A idéia de se dirigir ao pior conta com pouca aceitação.' É com essa
frase de impacto que Mauro Mendes Dias introduz este livro, fruto de um
seminário conjunto proferido por ele e Dominique Fingermann. O pior
talvez não conte mesmo com 'muita aceitação' e a proposta seja de fato
'atrevida' como afirma Fingermann, mas tratar do pior não só é fiel à
ética da psicanálise, como esse 'atrevimento' é mais do que bem-vindo na
medida em que convoca o analista a ler o político e não permite
confundir silêncio do analista com a sua omissão em relação aos
acontecimentos do mundo. O legado que nos deixou Freud e toda sua obra
atesta isto, uma vez que muitos dos avanços freudianos foram respostas
às injunções da História, que lhe permitiram testar a operatividade de
seus conceitos psicanalíticos. O descentramento efetuado pela
psicanálise, da ordem do mundo para a realidade psíquica, implica um
deslocamento do ser no mundo para o ser do desejo e coloca a questão da
implicação do sujeito no político, que Lacan aprofundou em sua
articulação da psicanálise em intenção com a psicanálise em extensão.
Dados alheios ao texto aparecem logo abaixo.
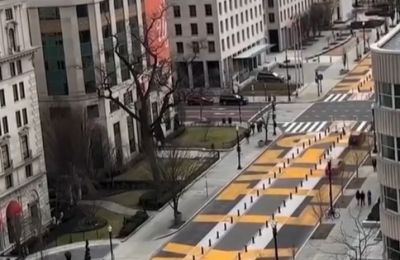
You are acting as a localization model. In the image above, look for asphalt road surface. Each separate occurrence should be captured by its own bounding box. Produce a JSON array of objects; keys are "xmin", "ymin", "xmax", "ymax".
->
[
  {"xmin": 296, "ymin": 101, "xmax": 373, "ymax": 122},
  {"xmin": 185, "ymin": 103, "xmax": 268, "ymax": 122}
]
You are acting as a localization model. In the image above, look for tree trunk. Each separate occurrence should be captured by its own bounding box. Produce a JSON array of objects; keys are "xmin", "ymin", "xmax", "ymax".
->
[{"xmin": 139, "ymin": 100, "xmax": 161, "ymax": 185}]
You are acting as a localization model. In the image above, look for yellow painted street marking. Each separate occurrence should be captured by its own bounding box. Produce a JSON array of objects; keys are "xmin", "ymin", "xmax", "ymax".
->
[
  {"xmin": 163, "ymin": 242, "xmax": 200, "ymax": 255},
  {"xmin": 217, "ymin": 183, "xmax": 249, "ymax": 200},
  {"xmin": 295, "ymin": 148, "xmax": 324, "ymax": 163},
  {"xmin": 254, "ymin": 150, "xmax": 284, "ymax": 164},
  {"xmin": 193, "ymin": 214, "xmax": 228, "ymax": 223}
]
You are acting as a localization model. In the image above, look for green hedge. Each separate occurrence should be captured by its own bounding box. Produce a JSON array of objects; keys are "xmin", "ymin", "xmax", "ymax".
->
[{"xmin": 118, "ymin": 211, "xmax": 149, "ymax": 237}]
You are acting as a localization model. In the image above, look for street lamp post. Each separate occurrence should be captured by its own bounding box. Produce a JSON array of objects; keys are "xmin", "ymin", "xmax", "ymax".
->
[
  {"xmin": 236, "ymin": 125, "xmax": 242, "ymax": 170},
  {"xmin": 371, "ymin": 104, "xmax": 378, "ymax": 153},
  {"xmin": 108, "ymin": 225, "xmax": 114, "ymax": 260},
  {"xmin": 271, "ymin": 220, "xmax": 279, "ymax": 260},
  {"xmin": 362, "ymin": 21, "xmax": 367, "ymax": 54}
]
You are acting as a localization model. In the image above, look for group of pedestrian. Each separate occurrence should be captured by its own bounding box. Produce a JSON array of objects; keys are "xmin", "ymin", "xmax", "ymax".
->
[{"xmin": 356, "ymin": 190, "xmax": 372, "ymax": 207}]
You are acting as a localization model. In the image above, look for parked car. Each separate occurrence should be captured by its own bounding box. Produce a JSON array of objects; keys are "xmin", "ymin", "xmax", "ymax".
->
[
  {"xmin": 186, "ymin": 95, "xmax": 214, "ymax": 106},
  {"xmin": 257, "ymin": 71, "xmax": 285, "ymax": 83},
  {"xmin": 219, "ymin": 94, "xmax": 249, "ymax": 105}
]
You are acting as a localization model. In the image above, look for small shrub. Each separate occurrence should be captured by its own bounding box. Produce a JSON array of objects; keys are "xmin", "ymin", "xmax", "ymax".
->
[{"xmin": 118, "ymin": 211, "xmax": 149, "ymax": 237}]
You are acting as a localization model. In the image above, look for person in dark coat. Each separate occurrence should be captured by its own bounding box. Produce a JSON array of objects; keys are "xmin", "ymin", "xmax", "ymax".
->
[
  {"xmin": 367, "ymin": 190, "xmax": 372, "ymax": 206},
  {"xmin": 356, "ymin": 190, "xmax": 360, "ymax": 206},
  {"xmin": 360, "ymin": 191, "xmax": 365, "ymax": 207}
]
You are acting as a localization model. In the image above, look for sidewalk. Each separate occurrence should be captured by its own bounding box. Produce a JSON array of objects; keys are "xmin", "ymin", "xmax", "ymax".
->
[{"xmin": 296, "ymin": 166, "xmax": 383, "ymax": 260}]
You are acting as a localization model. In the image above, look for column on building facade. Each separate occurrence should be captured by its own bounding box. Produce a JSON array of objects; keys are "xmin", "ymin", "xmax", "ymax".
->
[{"xmin": 203, "ymin": 60, "xmax": 210, "ymax": 88}]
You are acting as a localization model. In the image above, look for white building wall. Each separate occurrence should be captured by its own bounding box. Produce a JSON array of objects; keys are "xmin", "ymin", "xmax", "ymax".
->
[{"xmin": 0, "ymin": 0, "xmax": 50, "ymax": 252}]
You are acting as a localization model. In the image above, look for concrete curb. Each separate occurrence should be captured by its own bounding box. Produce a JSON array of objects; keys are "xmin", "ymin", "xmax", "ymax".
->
[{"xmin": 147, "ymin": 133, "xmax": 283, "ymax": 257}]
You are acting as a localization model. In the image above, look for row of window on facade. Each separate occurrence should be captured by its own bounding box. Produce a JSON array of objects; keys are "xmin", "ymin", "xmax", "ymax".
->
[
  {"xmin": 218, "ymin": 0, "xmax": 262, "ymax": 16},
  {"xmin": 219, "ymin": 10, "xmax": 263, "ymax": 33}
]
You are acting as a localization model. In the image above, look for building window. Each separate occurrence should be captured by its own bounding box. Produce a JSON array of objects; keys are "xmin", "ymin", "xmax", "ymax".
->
[
  {"xmin": 174, "ymin": 5, "xmax": 181, "ymax": 18},
  {"xmin": 86, "ymin": 104, "xmax": 99, "ymax": 119},
  {"xmin": 268, "ymin": 13, "xmax": 275, "ymax": 23},
  {"xmin": 189, "ymin": 5, "xmax": 197, "ymax": 17},
  {"xmin": 1, "ymin": 144, "xmax": 11, "ymax": 169},
  {"xmin": 19, "ymin": 82, "xmax": 25, "ymax": 99},
  {"xmin": 6, "ymin": 8, "xmax": 13, "ymax": 21},
  {"xmin": 25, "ymin": 164, "xmax": 33, "ymax": 178},
  {"xmin": 6, "ymin": 173, "xmax": 14, "ymax": 189},
  {"xmin": 10, "ymin": 62, "xmax": 16, "ymax": 77},
  {"xmin": 17, "ymin": 60, "xmax": 22, "ymax": 75},
  {"xmin": 124, "ymin": 90, "xmax": 133, "ymax": 106},
  {"xmin": 13, "ymin": 84, "xmax": 19, "ymax": 102},
  {"xmin": 377, "ymin": 82, "xmax": 393, "ymax": 108},
  {"xmin": 206, "ymin": 23, "xmax": 214, "ymax": 35},
  {"xmin": 126, "ymin": 116, "xmax": 136, "ymax": 153},
  {"xmin": 0, "ymin": 89, "xmax": 6, "ymax": 107},
  {"xmin": 386, "ymin": 237, "xmax": 400, "ymax": 259},
  {"xmin": 15, "ymin": 110, "xmax": 22, "ymax": 127},
  {"xmin": 208, "ymin": 41, "xmax": 215, "ymax": 53},
  {"xmin": 383, "ymin": 186, "xmax": 398, "ymax": 212},
  {"xmin": 204, "ymin": 4, "xmax": 212, "ymax": 16},
  {"xmin": 21, "ymin": 135, "xmax": 31, "ymax": 159},
  {"xmin": 175, "ymin": 24, "xmax": 182, "ymax": 36},
  {"xmin": 176, "ymin": 42, "xmax": 184, "ymax": 53},
  {"xmin": 2, "ymin": 116, "xmax": 8, "ymax": 134},
  {"xmin": 381, "ymin": 135, "xmax": 396, "ymax": 160},
  {"xmin": 192, "ymin": 42, "xmax": 200, "ymax": 53},
  {"xmin": 22, "ymin": 108, "xmax": 28, "ymax": 125},
  {"xmin": 190, "ymin": 23, "xmax": 199, "ymax": 35},
  {"xmin": 110, "ymin": 98, "xmax": 119, "ymax": 113}
]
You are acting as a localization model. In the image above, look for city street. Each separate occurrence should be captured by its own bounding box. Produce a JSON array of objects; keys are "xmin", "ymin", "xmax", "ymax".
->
[{"xmin": 185, "ymin": 103, "xmax": 268, "ymax": 123}]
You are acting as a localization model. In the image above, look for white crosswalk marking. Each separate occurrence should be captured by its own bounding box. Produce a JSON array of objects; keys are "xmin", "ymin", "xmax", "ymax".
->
[
  {"xmin": 324, "ymin": 93, "xmax": 351, "ymax": 102},
  {"xmin": 292, "ymin": 122, "xmax": 304, "ymax": 133},
  {"xmin": 281, "ymin": 121, "xmax": 328, "ymax": 134}
]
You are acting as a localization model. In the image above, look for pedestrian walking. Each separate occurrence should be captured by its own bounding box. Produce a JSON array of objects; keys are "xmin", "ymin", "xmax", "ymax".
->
[
  {"xmin": 250, "ymin": 123, "xmax": 256, "ymax": 135},
  {"xmin": 367, "ymin": 190, "xmax": 372, "ymax": 206},
  {"xmin": 372, "ymin": 158, "xmax": 376, "ymax": 172},
  {"xmin": 360, "ymin": 191, "xmax": 365, "ymax": 207},
  {"xmin": 356, "ymin": 190, "xmax": 360, "ymax": 206},
  {"xmin": 257, "ymin": 120, "xmax": 263, "ymax": 133},
  {"xmin": 244, "ymin": 129, "xmax": 250, "ymax": 144}
]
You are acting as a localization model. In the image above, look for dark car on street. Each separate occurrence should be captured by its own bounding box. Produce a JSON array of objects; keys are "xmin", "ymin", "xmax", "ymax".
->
[
  {"xmin": 219, "ymin": 94, "xmax": 249, "ymax": 105},
  {"xmin": 186, "ymin": 95, "xmax": 214, "ymax": 106},
  {"xmin": 257, "ymin": 71, "xmax": 285, "ymax": 83}
]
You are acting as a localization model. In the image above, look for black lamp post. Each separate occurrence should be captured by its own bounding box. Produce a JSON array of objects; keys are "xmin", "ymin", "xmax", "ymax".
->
[
  {"xmin": 108, "ymin": 225, "xmax": 114, "ymax": 260},
  {"xmin": 362, "ymin": 22, "xmax": 367, "ymax": 54},
  {"xmin": 236, "ymin": 126, "xmax": 242, "ymax": 170},
  {"xmin": 371, "ymin": 104, "xmax": 378, "ymax": 153},
  {"xmin": 271, "ymin": 220, "xmax": 279, "ymax": 260}
]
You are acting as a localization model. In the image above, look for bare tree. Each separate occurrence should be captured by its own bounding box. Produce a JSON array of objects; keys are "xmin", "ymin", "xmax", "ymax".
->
[
  {"xmin": 334, "ymin": 210, "xmax": 379, "ymax": 260},
  {"xmin": 97, "ymin": 7, "xmax": 203, "ymax": 187},
  {"xmin": 157, "ymin": 148, "xmax": 205, "ymax": 225}
]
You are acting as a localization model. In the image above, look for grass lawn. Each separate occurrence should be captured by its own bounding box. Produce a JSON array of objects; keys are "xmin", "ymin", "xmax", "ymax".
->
[
  {"xmin": 240, "ymin": 80, "xmax": 296, "ymax": 96},
  {"xmin": 173, "ymin": 126, "xmax": 245, "ymax": 149},
  {"xmin": 57, "ymin": 208, "xmax": 124, "ymax": 246},
  {"xmin": 104, "ymin": 190, "xmax": 147, "ymax": 208}
]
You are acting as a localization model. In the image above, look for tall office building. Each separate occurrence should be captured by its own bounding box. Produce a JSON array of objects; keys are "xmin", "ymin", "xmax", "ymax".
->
[
  {"xmin": 167, "ymin": 0, "xmax": 269, "ymax": 89},
  {"xmin": 0, "ymin": 0, "xmax": 51, "ymax": 252},
  {"xmin": 28, "ymin": 0, "xmax": 172, "ymax": 171},
  {"xmin": 371, "ymin": 23, "xmax": 400, "ymax": 260}
]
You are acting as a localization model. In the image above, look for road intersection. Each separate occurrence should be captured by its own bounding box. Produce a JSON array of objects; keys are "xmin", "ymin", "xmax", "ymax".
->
[{"xmin": 152, "ymin": 55, "xmax": 374, "ymax": 260}]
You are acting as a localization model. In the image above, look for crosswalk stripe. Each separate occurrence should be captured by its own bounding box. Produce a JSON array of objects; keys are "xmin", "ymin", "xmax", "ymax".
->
[
  {"xmin": 324, "ymin": 94, "xmax": 335, "ymax": 102},
  {"xmin": 356, "ymin": 121, "xmax": 367, "ymax": 132},
  {"xmin": 292, "ymin": 122, "xmax": 304, "ymax": 133},
  {"xmin": 308, "ymin": 121, "xmax": 320, "ymax": 132},
  {"xmin": 285, "ymin": 122, "xmax": 296, "ymax": 132},
  {"xmin": 315, "ymin": 122, "xmax": 326, "ymax": 132},
  {"xmin": 338, "ymin": 93, "xmax": 347, "ymax": 102},
  {"xmin": 299, "ymin": 122, "xmax": 312, "ymax": 133}
]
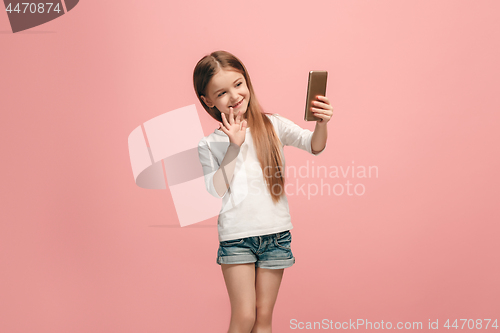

'Por causa do pior' se inscreve nessa linhagem e convoca os analistas a
assumirem a responsabilidade que lhes cabe face aos problemas que não
cessam de surgir na civilização, exacerbando o mal-estar para o qual
Freud nos alertara. Este livro é um convite ao pensamento, cumprindo
desse modo o que talvez seja a maior função da psicanálise - dilatar os
limites do pensável autorizado num determinado momento, numa determinada
sociedade, fazendo surgir pensamento lá onde ele antes não existia.